Emergency Power Generator in Place During Outage

“Did you get the phone call?”

That was the first question to me from our receptionist when our building lost power over the weekend of June 25 and 26, 2011. On Monday morning, I walked into an office with no power, no telephones, no computers, and, at that point, not a lot of employees. This was not your typical winter outage, where everyone in the city is having the same problem. Rather, on this morning, the problem was a faulty breaker that cut power to just our office building. Over the course of the next five days, as building management worked to mitigate and fix the problem, our office dealt with multiple outages and instances of low power. While plans to deal with such an emergency were in the works, the situation provided a real-life test of our emergency procedures.

So what did we learn?

Critical elements of an Emergency Preparedness Plan

Is an effective communications strategy clearly identified?

What happens when email, servers, and phones are down? How do you keep your employees apprised of a developing situation without email or office phones for them to call? And how do you keep on top of critical projects and in contact with your clients?

The answer: an old fashioned phone tree, cell phones, and social media!

An effective phone tree contains employee phone numbers with a reasonable number of employees assigned to each supervisor to allow for rapid communication. It is important that the phone tree include both primary contact and backup phone numbers; had I turned on my cell phone before getting to the office, I would have known not to take the bus into work that morning!

While telephones and email were critical to our internal communications, we quickly realized that we also needed to let our customers or clients know we were still open for business. Because our telephone system is dependent on building power, we directed the phone company to route all calls to a cell phone used by our receptionist. In turn, the receptionist routed the calls to employee cell phones. We also used smart phones to email critical contacts about our power outage.

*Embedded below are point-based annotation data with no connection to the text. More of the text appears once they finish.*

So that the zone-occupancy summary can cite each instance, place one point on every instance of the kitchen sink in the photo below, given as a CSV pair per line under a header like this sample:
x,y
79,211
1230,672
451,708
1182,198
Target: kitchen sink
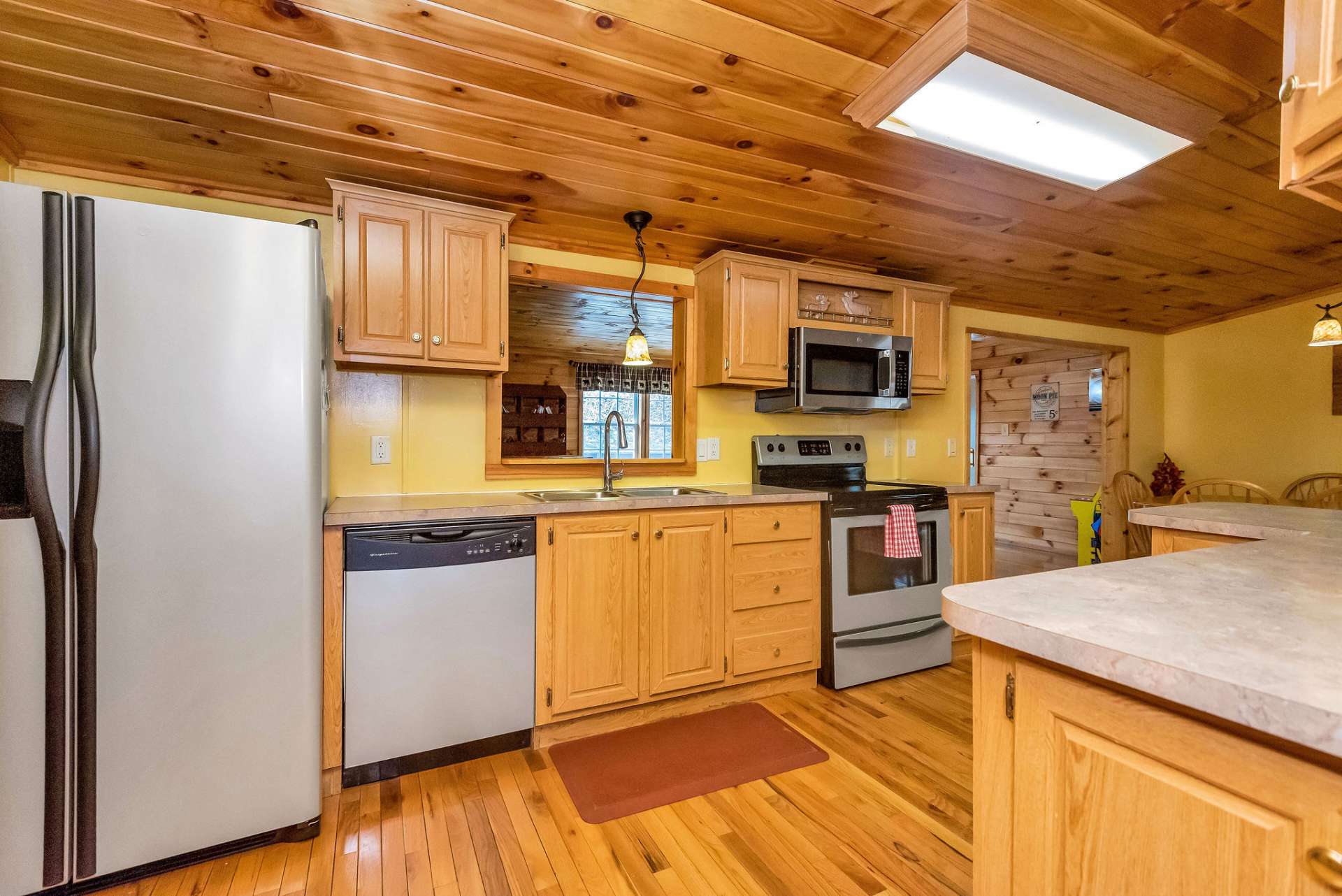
x,y
596,494
575,494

We also used social media to communicate with our clients. We posted updates to our website, blog, LinkedIn profile, and Facebook page; these channels allowed us to inform the world of a critical situation even when our servers were down. Our external website is hosted on off-site servers rather than our internal server, in part to diffuse the impact of localized hazards.

Is the plan all-inclusive?

Our experience left us with further motivation to create an emergency plan that will take into account the many different types of emergencies that might occur. While you can’t prepare for every situation that might arise, an effective plan should consider all types of emergencies that are a potential for your region and include appropriate responses for each.

Have a Disaster Mitigation Plan

Should I send employees home? Can I keep them busy without power?

Each employee is likely to have at least a couple of hours of filing or other non-computer or phone-dependent work to keep them busy while determining whether it is necessary to send them home. Determine beforehand how you will deal with deadlines and employee workloads when the emergency keeps your employees from working for days at a time.

What about building management?

If your company operates out of a leased space, as we do, your plan should include communication with building management to coordinate the emergency response. Do not assume your building management personnel know your operational priorities. We found that our building management team made assumptions about scheduled power outages that did not factor in some of our specific power needs.

In the end, both your Emergency Response Plan and your Disaster Mitigation Plan should have clearly defined tasks. Each task needs a person assigned who fully understands how their efforts coordinate with all other tasks. As in your daily operations, communication is the key to effectively responding in times of emergency: communication with your staff, communication with your clients or customers, and communication with building management and/or service providers. Prepare now to minimize the pain of response to an emergency later!